Notes de la traductrice
1. Gilgamesh : héros sumérien, roi d'Uruk, l'un des principaux personnages de la mythologie assyro-babylonienne.
2 Palinure : dans la mythologie romaine, pilote du navire d'Énée.
3 Tsao Hsue-Kin (1719-1764), romancier chinois auteur d'un vaste roman Le Rêve de la chambre rouge dont un chapitre s'intitule « Pao Yu ». Jorge Luis Borges, Adolfo Bioy Casares et Silvina Ocampo en ont inclus une version légèrement modifiée dans leur Antologia de la literatura fantastica (1940).
4 Odradek: créature fabuleuse du bestiaire kafkaïen qui apparaît dans le récit intitulé « Le souci du père de famille ».
5 Palermo est un quartier résidentiel de Buenos Aires situé au nord de la ville. Il offre des rues très arborées et une ample partie de son territoire est occupée par les Bosques de Palermo, un espace composé de jardins botaniques, de lacs et d'espaces verts.

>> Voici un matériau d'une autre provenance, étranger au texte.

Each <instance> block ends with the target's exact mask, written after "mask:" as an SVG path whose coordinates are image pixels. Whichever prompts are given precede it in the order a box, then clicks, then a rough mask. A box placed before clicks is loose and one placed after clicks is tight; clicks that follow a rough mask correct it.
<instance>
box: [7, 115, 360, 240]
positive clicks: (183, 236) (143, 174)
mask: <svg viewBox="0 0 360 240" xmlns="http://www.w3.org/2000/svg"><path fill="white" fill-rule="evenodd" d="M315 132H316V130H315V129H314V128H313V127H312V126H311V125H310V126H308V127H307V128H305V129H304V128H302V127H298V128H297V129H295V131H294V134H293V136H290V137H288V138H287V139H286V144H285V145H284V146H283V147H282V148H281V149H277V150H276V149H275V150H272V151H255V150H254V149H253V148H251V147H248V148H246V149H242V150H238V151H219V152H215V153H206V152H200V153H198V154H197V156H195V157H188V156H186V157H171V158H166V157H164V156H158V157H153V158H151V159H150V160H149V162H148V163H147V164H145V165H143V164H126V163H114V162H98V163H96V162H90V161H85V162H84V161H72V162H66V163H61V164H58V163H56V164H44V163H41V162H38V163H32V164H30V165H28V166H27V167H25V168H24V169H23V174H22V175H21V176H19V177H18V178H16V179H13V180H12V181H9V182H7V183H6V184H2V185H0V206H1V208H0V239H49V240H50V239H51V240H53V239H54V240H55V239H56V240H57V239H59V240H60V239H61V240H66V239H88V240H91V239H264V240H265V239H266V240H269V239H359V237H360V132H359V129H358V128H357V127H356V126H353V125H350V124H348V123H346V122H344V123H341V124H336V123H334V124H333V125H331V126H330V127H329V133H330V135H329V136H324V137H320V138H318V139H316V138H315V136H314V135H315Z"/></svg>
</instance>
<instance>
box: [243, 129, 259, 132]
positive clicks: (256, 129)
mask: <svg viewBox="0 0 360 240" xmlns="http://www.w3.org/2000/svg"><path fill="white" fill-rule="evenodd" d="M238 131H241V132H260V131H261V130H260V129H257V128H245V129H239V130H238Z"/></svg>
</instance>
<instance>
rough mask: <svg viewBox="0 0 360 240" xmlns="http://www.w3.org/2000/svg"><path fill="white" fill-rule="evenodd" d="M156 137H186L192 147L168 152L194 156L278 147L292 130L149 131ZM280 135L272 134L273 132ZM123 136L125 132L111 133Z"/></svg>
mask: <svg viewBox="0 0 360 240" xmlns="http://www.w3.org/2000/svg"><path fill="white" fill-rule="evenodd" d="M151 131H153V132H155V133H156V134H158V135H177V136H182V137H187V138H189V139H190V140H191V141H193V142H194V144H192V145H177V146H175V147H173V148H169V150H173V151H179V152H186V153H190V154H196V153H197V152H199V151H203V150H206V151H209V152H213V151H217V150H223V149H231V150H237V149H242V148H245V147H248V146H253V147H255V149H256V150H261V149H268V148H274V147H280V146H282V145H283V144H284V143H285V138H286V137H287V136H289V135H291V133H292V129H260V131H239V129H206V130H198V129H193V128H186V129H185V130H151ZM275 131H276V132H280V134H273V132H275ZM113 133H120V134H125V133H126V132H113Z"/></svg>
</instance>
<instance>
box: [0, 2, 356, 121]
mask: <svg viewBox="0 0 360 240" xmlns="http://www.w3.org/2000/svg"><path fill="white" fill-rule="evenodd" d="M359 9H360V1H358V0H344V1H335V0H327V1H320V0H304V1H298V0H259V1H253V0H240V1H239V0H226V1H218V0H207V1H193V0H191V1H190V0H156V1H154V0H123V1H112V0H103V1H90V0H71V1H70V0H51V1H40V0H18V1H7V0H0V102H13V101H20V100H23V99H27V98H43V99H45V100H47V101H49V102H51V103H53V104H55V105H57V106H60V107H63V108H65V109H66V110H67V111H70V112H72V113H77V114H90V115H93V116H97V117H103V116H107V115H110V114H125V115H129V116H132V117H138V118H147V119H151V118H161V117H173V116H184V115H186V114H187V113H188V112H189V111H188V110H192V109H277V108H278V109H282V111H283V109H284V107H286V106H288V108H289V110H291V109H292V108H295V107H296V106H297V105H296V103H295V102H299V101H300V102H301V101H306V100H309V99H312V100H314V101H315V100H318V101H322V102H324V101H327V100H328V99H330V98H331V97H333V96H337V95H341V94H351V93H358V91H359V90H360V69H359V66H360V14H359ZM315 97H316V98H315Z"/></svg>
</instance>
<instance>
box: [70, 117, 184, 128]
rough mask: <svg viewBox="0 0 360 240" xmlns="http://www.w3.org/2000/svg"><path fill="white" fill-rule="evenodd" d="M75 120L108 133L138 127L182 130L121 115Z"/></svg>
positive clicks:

6 Allusion au rejeton d'un arbre historique, le cassier du Pardon (Aromo del Perdon), situé Plaza Sicilia (Palermo) à Buenos Aires. Au XIXe siècle, le gouverneur Juan Manuel de Rosas (1793-1877), que l'historiographie présente le plus souvent comme un caudillo autoritaire, avait fait construire une résidence entourée de parcs et de jardins. Rosas aimait se reposer près d'un cassier où, dit-on, sa fille, Manuelita, venait lui demander d'accorder son pardon à ses adversaires.
7 Le Pavillon des Lacs était un édifice situé près de la Roseraie de Palermo. Il fut construit par l'architecte Roland Le Vacher. Le Pavillon, qui avait un aspect un peu oriental et comprenait un salon de thé, un restaurant, un salon de réception, fut inauguré en 1901. Il fut démoli en 1929 et sur son site on installa le Jardin espagnol et le Patio andalou, qui existent toujours.
8. En Argentine, dans la culture populaire, Les Trois Marie désignent La Ceinture d’Orion tandis que les Sept Chevreaux renvoient aux Pléiades.